John Hamilton. Photo: Geoff Sloan
John Hamilton. Photo: Geoff Sloan
The ECQ’s On-sold programme offers salvation for many long-suffering homeowners a decade after the devastating Christchurch earthquakes – but they could face yet another wait if builders shy away from undertaking the remedial work.

With $300 million budgeted for the scheme, and 90 per cent of the 5954 applications processed by the EQC as of last week, the foundations of another building bonanza in the region should be set in stone.

But John Hamilton, president of Registered Master Builders Canterbury branch, has sounded a note of caution as property owners are poised to belatedly have damage missed by initial scopes repaired.

The influx of work sounds ideal for an industry already flat out in spite of the Covid-19 pandemic, though Hamilton warns many established local builders are cautious about becoming involved once applications are approved.

“I’m always quite wary of these government things, (look at) KiwiBuild, it never happened,” Hamilton said.

“Smart builders will sit back a little bit and see what comes out of it,” he said.

“The appetite from the builders for that type of work will be interesting because some of the guys probably didn’t enjoy some of the (initial) rebuild work.

“Some of the quality builders just couldn’t do the job the way they saw it should go.

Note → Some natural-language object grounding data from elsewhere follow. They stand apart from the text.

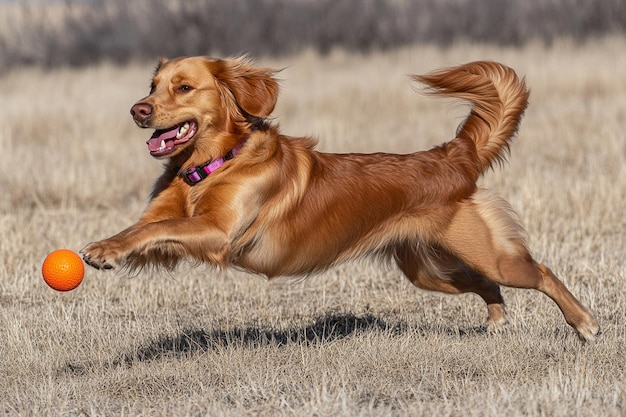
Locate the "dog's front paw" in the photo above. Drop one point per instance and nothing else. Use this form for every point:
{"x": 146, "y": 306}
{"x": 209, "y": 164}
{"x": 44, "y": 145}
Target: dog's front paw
{"x": 106, "y": 254}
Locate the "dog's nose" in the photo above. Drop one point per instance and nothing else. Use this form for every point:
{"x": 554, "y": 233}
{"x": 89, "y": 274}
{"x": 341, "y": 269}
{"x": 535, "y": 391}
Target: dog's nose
{"x": 141, "y": 112}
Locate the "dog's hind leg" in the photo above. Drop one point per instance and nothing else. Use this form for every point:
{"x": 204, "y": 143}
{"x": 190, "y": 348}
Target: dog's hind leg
{"x": 485, "y": 235}
{"x": 436, "y": 270}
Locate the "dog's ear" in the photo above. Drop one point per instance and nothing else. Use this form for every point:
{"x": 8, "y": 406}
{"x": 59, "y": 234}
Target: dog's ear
{"x": 253, "y": 89}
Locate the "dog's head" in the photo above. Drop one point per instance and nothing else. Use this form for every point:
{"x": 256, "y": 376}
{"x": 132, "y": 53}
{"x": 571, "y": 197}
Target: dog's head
{"x": 200, "y": 99}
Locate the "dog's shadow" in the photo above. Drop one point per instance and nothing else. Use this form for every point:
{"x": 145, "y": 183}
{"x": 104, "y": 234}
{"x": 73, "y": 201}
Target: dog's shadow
{"x": 325, "y": 329}
{"x": 322, "y": 330}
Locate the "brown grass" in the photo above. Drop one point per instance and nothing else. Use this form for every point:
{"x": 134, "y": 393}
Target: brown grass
{"x": 358, "y": 340}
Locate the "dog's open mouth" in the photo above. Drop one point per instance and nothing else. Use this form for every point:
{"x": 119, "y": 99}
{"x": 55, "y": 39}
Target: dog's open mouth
{"x": 164, "y": 141}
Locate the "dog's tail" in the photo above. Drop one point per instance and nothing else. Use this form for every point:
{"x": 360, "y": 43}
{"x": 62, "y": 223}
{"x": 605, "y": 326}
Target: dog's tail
{"x": 498, "y": 99}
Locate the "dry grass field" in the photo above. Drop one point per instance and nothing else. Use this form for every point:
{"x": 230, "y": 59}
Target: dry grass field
{"x": 358, "y": 340}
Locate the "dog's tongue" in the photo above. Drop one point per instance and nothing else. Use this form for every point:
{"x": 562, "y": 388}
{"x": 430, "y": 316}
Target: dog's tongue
{"x": 159, "y": 137}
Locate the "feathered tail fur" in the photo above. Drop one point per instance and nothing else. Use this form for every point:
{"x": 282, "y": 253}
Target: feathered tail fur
{"x": 498, "y": 99}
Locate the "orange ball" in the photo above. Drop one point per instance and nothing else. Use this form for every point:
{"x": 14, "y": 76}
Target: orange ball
{"x": 63, "y": 270}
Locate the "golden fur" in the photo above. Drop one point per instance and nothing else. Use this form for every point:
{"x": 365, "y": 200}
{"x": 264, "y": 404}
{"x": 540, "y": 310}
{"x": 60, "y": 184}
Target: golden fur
{"x": 281, "y": 208}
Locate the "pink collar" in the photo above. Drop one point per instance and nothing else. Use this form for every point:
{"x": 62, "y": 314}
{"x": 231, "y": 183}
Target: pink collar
{"x": 196, "y": 174}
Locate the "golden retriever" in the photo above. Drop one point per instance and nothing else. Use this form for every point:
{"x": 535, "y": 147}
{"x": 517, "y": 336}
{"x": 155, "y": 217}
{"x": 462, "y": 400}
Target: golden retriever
{"x": 237, "y": 192}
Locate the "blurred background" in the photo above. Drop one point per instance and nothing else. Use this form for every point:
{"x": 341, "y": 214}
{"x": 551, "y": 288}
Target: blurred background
{"x": 77, "y": 33}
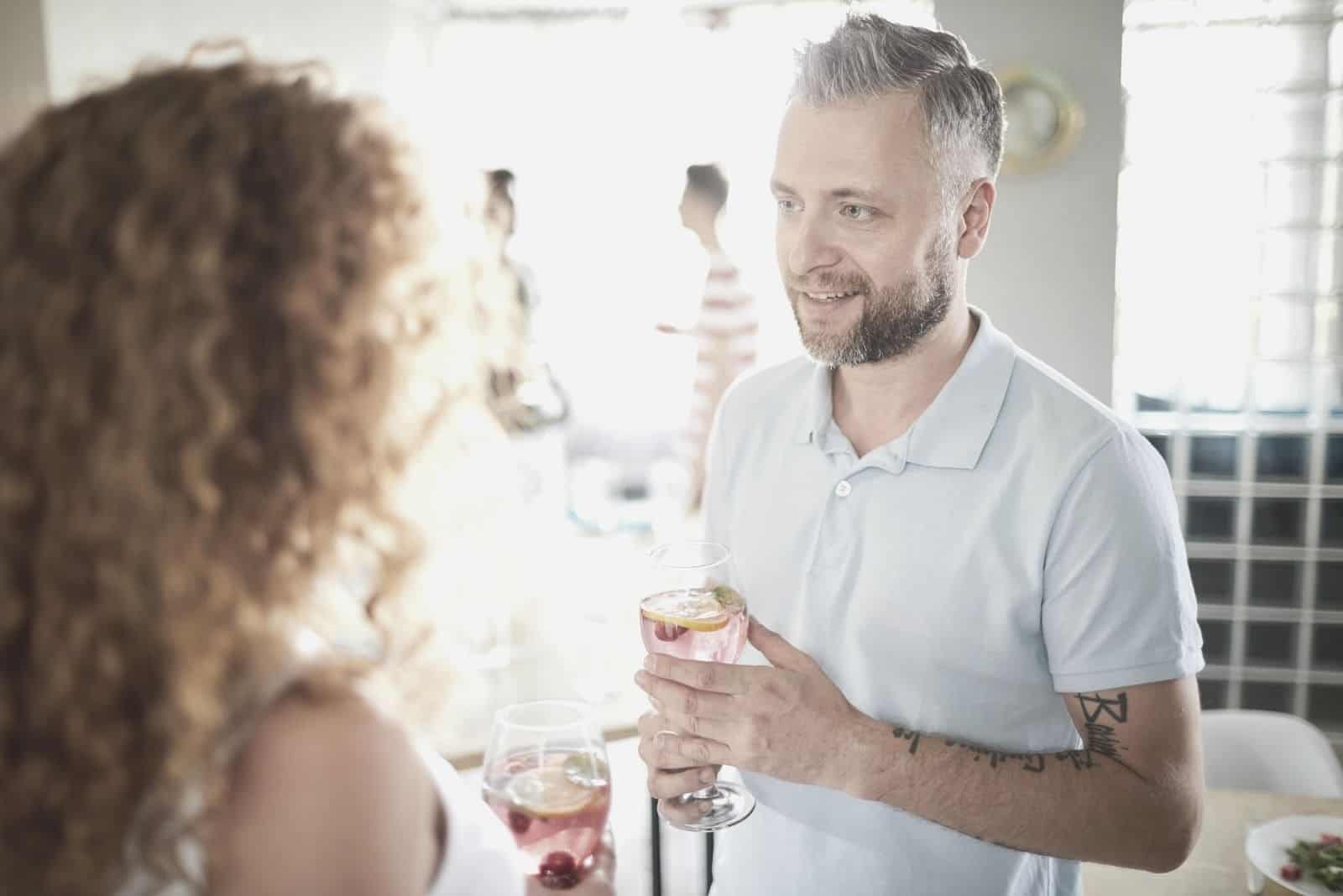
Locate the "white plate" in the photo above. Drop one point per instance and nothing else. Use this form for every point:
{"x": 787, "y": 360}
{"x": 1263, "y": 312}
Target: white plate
{"x": 1267, "y": 848}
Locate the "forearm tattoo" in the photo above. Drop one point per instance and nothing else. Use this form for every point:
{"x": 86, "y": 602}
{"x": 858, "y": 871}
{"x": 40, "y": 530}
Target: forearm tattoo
{"x": 1103, "y": 718}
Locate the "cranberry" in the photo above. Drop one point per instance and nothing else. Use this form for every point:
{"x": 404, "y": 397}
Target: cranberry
{"x": 519, "y": 821}
{"x": 559, "y": 871}
{"x": 669, "y": 631}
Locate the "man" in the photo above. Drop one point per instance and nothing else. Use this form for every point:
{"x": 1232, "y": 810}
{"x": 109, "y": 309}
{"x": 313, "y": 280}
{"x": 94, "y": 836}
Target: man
{"x": 982, "y": 669}
{"x": 725, "y": 331}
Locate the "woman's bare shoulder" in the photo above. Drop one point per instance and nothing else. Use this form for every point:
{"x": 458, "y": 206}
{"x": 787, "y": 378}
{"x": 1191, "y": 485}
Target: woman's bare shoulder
{"x": 328, "y": 795}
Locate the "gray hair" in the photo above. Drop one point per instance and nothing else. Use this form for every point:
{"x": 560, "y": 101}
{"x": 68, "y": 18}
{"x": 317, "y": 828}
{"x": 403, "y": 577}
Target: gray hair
{"x": 962, "y": 102}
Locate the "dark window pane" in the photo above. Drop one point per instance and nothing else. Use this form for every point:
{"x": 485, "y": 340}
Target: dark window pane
{"x": 1329, "y": 586}
{"x": 1326, "y": 706}
{"x": 1278, "y": 521}
{"x": 1212, "y": 694}
{"x": 1212, "y": 456}
{"x": 1273, "y": 582}
{"x": 1267, "y": 695}
{"x": 1329, "y": 647}
{"x": 1271, "y": 644}
{"x": 1280, "y": 457}
{"x": 1213, "y": 580}
{"x": 1217, "y": 642}
{"x": 1334, "y": 459}
{"x": 1212, "y": 518}
{"x": 1331, "y": 522}
{"x": 1162, "y": 443}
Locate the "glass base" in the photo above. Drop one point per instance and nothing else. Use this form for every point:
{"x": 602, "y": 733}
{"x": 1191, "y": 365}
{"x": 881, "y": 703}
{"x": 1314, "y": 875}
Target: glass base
{"x": 715, "y": 808}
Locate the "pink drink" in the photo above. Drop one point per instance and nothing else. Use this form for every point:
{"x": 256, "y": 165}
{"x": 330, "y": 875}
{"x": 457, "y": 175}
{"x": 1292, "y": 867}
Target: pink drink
{"x": 555, "y": 802}
{"x": 695, "y": 624}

“Now we’re in a situation where we’re having to go back and re-do all this work. It shouldn’t have been needed if we were able to do a really good job from the start,” he said.

“We found very early in the piece we would identify stuff but there was an argument about whether it was preexisting or earthquake-related.

“You were only allowed to target the earthquake work so you weren’t necessarily doing the whole job.

“You’re only piecemealing the repair,” he said, claiming builders arriving from outside the region were content with that scenario.

“They came into town looking for a gold rush and they didn’t really care if they were taking care of the whole project.

“They didn’t have any skin in the game. They were into getting the (job) signed off, getting paid and moving onto the next one but the guys that were in it for the long term weren’t happy signing off for work that was only partially fixed.”

EQC house repairs. Photo: File
EQC house repairs. Photo: File
Hamilton said some members would also give the programme a wide berth – himself included – due to the extra layers of compliance built in to the process.

“It’s hard enough dealing with the homeowner, and then you’ve got other voices (insurance company/project manager) coming into how you deal with the repair.

“You’ve got to try and protect yourself a wee bit so some builders will say ‘this is not where we see ourselves placed’.”

“We’ve also the additional pressures of people coming back from overseas. They’re looking at properties, buying them and deciding they need to do big (non earthquake-related) renovations.

“If you have a $500,000 renovation or earthquake repairs you know what you’re going to do don’t you?”

Meanwhile, EQC said settlement agreements had been finalised for 452 applicants by last week, including 240 redirected to standard EQC procedures; 83 repairs were complete and another 83 were under way.

To date 1163 applications were either ineligible, invalid or withdrawn.